I Deipnosofisti è un’opera che genera domande: chi è Ateneo? Qual è il suo legame con P. Livio Larense? Ne è forse il bibliotecario? E qual è il significato, la finalità, di quest’opera senza pari nella letteratura greca conservatasi? Ma soprattutto: bisogna prendere sul serio la messa in scena e il quadro narrativo di questa immensa raccolta erudita, vale a dire i colloqui tra gli ospiti di un banchetto nella casa del loro ricco patrono romano?

Si domanda Jacob: «Non potrebbe invece trattarsi di una satira comica sull’eccesso di erudizione, una grande burla? I confini tra il serio e il faceto non sono universali ma variabili storiche e culturali. E se è vero che le battute brevi sono le migliori, questo non vale certo per i quindici libri dell’opera di Ateneo, frutto di un lavoro considerevole di cui possediamo solo lo stadio finale, peraltro completo in maniera irregolare. Che ci sia una parte di gioco, di intrattenimento, di commedia, è innegabile. Ma ogni gioco ha delle regole.»

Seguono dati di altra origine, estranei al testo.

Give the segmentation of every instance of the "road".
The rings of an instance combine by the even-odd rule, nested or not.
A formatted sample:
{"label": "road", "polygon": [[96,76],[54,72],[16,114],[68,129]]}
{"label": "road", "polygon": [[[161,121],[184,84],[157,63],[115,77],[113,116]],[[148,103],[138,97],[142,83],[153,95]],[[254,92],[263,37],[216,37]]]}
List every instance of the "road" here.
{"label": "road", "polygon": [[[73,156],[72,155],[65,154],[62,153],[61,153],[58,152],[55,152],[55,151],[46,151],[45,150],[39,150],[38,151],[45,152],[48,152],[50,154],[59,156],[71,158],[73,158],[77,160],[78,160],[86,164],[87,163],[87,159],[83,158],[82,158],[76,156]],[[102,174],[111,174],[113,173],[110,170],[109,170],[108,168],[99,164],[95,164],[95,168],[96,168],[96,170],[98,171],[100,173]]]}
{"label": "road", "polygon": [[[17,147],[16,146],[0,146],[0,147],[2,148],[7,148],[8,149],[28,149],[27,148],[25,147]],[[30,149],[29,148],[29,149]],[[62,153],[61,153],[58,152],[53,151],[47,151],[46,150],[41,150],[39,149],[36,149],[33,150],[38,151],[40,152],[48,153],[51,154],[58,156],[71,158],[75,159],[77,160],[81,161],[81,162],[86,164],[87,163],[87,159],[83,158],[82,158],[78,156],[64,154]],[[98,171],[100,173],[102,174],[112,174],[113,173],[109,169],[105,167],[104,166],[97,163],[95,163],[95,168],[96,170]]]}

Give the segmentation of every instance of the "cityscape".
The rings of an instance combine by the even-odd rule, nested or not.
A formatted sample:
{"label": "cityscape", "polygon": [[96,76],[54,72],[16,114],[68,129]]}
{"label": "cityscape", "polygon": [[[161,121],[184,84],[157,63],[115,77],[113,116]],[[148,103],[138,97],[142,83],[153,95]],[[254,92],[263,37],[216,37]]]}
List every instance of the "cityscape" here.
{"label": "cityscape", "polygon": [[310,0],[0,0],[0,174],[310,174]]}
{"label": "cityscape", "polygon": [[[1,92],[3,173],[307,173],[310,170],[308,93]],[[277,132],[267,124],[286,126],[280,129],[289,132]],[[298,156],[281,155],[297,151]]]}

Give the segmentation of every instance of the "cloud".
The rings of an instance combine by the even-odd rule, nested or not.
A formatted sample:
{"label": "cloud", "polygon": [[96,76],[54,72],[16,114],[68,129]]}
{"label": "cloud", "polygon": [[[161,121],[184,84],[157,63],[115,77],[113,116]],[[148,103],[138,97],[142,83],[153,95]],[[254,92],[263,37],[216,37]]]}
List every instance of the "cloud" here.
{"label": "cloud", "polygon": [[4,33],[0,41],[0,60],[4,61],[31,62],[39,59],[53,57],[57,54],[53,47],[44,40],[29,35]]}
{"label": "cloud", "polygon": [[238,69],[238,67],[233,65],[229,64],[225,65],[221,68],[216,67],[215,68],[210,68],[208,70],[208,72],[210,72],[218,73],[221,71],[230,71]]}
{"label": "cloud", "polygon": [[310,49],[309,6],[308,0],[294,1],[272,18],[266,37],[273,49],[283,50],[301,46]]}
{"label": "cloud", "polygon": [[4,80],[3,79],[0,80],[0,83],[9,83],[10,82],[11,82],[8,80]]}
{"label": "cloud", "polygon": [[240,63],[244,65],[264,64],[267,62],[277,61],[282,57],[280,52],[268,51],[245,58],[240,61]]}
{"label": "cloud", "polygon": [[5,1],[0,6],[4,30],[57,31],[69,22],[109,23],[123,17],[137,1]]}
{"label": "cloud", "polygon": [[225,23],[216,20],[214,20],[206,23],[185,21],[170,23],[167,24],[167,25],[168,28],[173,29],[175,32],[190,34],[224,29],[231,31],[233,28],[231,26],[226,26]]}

Il libro si incarica così di scoprire così le trame nascoste nel testo, indagandone «le strutture, il funzionamento, le sorgenti narrative, i diversi campi semantici, gli echi di temi e parole, per far emergere i fili comuni, i leitmotiv».

«I Deipnosofisti si presta all’osservazione quasi etnografica di un circolo di lettere e studiosi che si riuniscono regolarmente secondo i protocolli molto standardizzati della sumposion greca» per «condividere le loro letture e dedicarsi a giochi da tavolo accademici, table talk, sotto forma di domande-risposte, i cui antecedenti risalgono, oltre Plutarco, ad Alessandria, ai circoli aristotelici che hanno composto il corpus dei Problémata e allo stesso Simposio di Platone.»

«La forma del dialogo, spesso drammatizzata in modo comico, è alla base di quasi tutto il testo, in una maglia più o meno fitta, a seconda del libro. Essa ci invita ad osservare la dimensione illocutoria dell’attività accademica, il carattere performativo delle affermazioni così scambiate, le posture e le posizioni che esse fondano, in modo ludico, agonistico e collaborativo allo stesso tempo. I Deipnosofisti presentano letterati ed eruditi che costruiscono domande, forniscono risposte, invocano testimonianze per sostenere le loro affermazioni, mobilitano diverse tecniche accademiche, si criticano o si approvano a vicenda.»

L’augurio che Christian Jacob rivolge dunque al lettore è di poter affermare, un giorno, come Isaac Casaubon, il filologo francese tra i maggiori commentatori dell’opera: «Abbiamo attraversato un grande mare, siamo stati sballottati da forti tempeste, e spesso siamo naufragati; ma finalmente giungiamo in porto».